Les Nations Unies maintiennent une opération discrète mais essentielle : surveiller et répondre aux impacts potentiels d’astéroïdes avec la Terre. Bien que souvent invisibles, ces travaux ont pris de l’ampleur au début de 2025 lorsqu’un télescope robotique a repéré l’astéroïde 2024 YR4, initialement estimé comme ayant la taille d’un bâtiment, sur une possible trajectoire de collision. Ce n’était pas un exercice ; il s’agissait du premier test réel des protocoles de défense planétaire de l’ONU.
Le protocole : de la détection à l’alerte globale
Aarti Holla-Maini, directeur du Bureau des affaires spatiales de l’ONU (Unoosa), est le responsable désigné qui informerait le secrétaire général de l’ONU si un gros astéroïde constituait une menace crédible. Cela déclenche une cascade d’alertes vers 193 États membres, soit pratiquement tous les gouvernements de la planète. Le processus, affiné au fil d’années de simulations, a été activé lorsque la probabilité d’impact de 2024 YR4 est passée de moins de 0,05 % à plus de 1 % en trois semaines.
Pourquoi est-ce important : Même si une probabilité de 1 % semble faible, la taille et la vitesse de l’astéroïde signifiaient qu’un impact direct pourrait libérer une énergie équivalente à des centaines de bombes d’Hiroshima, capables d’anéantir une ville ou même une région. Le rôle de l’ONU n’est pas une question de panique ; il s’agit d’assurer une réponse coordonnée et éclairée.
Scénarios du monde réel : au-delà des menaces hypothétiques
La menace spatiale n’est pas théorique. En 2013, un météore de 20 mètres a explosé au-dessus de Chelyabinsk, en Russie, libérant une énergie équivalente à 500 kilotonnes de TNT. Plus de 1 200 personnes ont été blessées par des éclats de verre. Cela a démontré que même des roches spatiales plus petites peuvent causer des pertes massives sans avertissement.
La peur de 2024 YR4 a poussé le système de réponse de l’ONU à l’action.
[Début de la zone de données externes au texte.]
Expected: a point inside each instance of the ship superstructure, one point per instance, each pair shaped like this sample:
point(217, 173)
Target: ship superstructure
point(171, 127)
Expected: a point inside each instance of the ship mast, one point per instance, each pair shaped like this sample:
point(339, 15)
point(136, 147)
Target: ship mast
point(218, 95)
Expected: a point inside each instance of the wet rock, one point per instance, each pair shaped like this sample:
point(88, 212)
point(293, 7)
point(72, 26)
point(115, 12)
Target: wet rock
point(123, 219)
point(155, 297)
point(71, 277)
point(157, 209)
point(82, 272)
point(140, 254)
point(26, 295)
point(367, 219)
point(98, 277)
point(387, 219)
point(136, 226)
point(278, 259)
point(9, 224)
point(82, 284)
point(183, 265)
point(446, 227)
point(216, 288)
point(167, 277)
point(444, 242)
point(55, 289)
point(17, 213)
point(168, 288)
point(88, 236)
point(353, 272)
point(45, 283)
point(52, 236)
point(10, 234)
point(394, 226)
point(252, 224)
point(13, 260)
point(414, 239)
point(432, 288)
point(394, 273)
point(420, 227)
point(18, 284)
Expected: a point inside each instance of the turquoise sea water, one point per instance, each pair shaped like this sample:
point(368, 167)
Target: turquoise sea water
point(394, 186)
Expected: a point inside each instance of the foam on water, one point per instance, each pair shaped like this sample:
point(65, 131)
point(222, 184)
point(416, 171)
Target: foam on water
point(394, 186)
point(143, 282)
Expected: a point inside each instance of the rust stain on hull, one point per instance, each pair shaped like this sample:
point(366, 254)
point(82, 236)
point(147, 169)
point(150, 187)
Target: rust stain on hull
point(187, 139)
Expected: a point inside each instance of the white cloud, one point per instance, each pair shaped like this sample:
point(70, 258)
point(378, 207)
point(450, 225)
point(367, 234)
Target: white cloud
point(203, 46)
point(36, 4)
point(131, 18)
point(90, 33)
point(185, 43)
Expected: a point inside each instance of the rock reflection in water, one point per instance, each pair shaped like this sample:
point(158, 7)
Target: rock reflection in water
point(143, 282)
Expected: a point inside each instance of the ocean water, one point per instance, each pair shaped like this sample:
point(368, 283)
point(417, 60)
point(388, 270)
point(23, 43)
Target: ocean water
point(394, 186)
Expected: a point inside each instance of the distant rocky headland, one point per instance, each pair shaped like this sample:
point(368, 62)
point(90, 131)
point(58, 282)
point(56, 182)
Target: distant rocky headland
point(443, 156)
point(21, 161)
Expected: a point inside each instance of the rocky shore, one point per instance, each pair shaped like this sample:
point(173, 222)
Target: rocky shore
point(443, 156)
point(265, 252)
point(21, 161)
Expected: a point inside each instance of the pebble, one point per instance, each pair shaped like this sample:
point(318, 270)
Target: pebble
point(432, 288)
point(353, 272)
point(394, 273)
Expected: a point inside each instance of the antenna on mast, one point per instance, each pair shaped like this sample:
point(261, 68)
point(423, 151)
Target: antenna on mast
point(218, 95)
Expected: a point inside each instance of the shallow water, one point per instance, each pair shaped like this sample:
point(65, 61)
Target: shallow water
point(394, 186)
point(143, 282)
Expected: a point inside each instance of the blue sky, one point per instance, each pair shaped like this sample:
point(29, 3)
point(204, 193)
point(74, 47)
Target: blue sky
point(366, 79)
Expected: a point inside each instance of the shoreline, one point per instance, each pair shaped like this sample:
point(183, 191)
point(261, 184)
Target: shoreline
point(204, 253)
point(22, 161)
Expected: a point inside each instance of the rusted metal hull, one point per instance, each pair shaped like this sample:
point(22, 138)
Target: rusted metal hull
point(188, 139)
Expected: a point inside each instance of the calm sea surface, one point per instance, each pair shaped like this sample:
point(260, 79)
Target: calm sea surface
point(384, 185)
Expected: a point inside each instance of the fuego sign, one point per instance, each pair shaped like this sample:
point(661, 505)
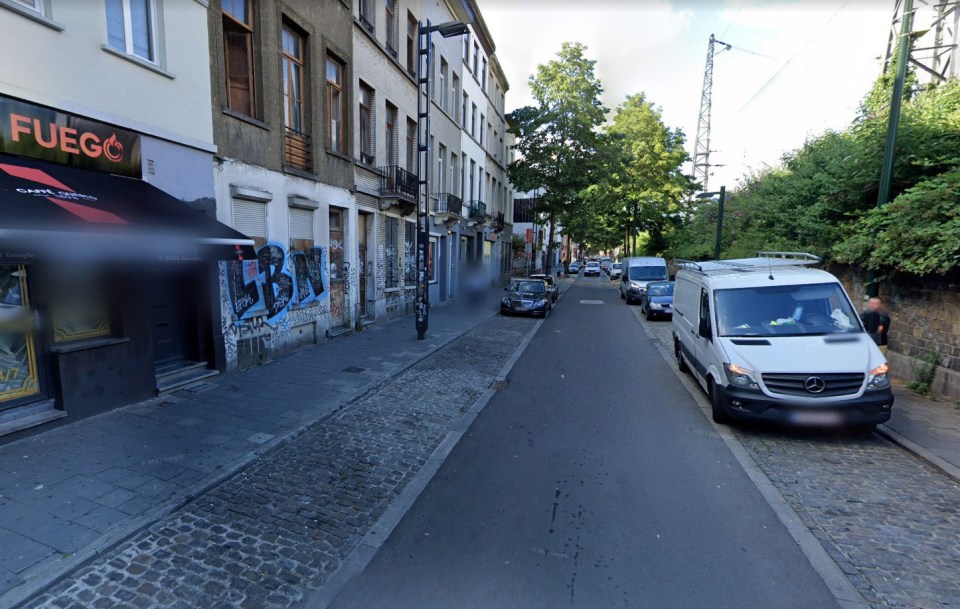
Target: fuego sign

Romana Kofler, responsable du programme de défense planétaire d’Unoosa, a travaillé avec des astronomes internationaux, la NASA et l’ESA pour évaluer la menace. L’astéroïde a été classé au niveau trois sur l’échelle de risque d’impact de Turin (allant de zéro à dix, dix représentant un impact mettant fin à la civilisation), ce qui a incité le groupe consultatif sur la planification des missions spatiales à explorer les options de déviation.
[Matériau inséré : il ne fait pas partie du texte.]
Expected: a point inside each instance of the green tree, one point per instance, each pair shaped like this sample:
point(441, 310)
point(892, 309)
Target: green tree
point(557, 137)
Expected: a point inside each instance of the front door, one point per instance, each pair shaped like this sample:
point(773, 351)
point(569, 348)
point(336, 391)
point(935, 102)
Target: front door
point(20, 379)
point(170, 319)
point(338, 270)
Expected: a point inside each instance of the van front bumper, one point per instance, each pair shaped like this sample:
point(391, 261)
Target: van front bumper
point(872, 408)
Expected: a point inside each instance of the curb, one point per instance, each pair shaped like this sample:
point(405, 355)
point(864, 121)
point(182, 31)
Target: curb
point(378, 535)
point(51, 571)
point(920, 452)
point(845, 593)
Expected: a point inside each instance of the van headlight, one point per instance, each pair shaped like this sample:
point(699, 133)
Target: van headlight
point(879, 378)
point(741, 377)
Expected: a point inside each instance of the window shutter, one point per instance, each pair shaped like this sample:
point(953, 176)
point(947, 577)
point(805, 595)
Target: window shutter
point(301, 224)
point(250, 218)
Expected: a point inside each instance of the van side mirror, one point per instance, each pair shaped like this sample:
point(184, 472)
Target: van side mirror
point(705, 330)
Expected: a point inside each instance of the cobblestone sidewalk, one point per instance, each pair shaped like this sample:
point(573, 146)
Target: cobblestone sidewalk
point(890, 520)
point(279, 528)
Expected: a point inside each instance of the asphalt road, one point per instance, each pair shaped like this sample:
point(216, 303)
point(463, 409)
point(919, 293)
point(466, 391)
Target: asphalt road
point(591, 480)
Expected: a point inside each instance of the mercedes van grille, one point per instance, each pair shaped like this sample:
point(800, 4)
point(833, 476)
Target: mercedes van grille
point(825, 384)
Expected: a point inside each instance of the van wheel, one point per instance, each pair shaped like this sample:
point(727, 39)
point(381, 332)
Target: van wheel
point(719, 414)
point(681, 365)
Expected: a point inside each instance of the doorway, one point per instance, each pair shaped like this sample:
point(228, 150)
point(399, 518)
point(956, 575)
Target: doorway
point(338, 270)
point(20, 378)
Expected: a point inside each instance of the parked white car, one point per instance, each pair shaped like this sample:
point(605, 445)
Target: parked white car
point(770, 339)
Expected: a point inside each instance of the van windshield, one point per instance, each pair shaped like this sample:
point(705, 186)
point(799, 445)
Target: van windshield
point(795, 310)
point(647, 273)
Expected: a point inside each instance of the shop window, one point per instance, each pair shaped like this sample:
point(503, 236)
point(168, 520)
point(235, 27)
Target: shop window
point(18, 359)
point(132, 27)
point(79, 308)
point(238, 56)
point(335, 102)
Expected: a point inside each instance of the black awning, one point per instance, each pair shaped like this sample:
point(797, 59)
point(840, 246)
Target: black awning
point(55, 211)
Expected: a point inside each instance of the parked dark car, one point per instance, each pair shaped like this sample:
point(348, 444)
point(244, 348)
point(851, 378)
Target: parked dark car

Au-delà des astéroïdes : gérer le chaos orbital
La fonction principale d’Unoosa s’étend au-delà des alertes d’astéroïdes. L’agence gère la congestion croissante de l’orbite terrestre, en suivant plus de 10 000 satellites et en anticipant les futurs lancements. Cette tâche est devenue cruciale, d’autant plus que de plus en plus de pays se lancent dans la course à l’espace.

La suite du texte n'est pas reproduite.